While we suppose this kind of singularity might one day occur, we don't think it is near. In fact, we think it will be a very long time coming. Kurzweil disagrees, based on his extrapolations about the rate of relevant scientific and technical progress. He reasons that the rate of progress toward the singularity isn't just a progression of steadily increasing capability, but is in fact exponentially accelerating—what Kurzweil calls the "Law of Accelerating Returns." He writes that:

So we won't experience 100 years of progress in the 21st century—it will be more like 20,000 years of progress (at today's rate). The "returns," such as chip speed and cost-effectiveness, also increase exponentially. There's even exponential growth in the rate of exponential growth. Within a few decades, machine intelligence will surpass human intelligence, leading to The Singularity ... [1]
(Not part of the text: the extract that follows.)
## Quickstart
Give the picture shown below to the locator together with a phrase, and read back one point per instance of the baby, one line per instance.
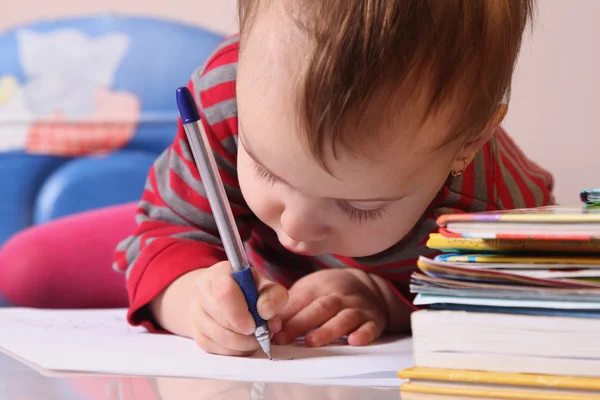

By working through a set of models and historical data, Kurzweil famously calculates that the singularity will arrive around 2045.

This prediction seems to us quite far-fetched. Of course, we are aware that the history of science and technology is littered with people who confidently assert that some event can't happen, only to be later proven wrong—often in spectacular fashion. We acknowledge that it is possible but highly unlikely that Kurzweil will eventually be vindicated. An adult brain is a finite thing, so its basic workings can ultimately be known through sustained human effort. But if the singularity is to arrive by 2045, it will take unforeseeable and fundamentally unpredictable breakthroughs, and not because the Law of Accelerating Returns made it the inevitable result of a specific exponential rate of progress.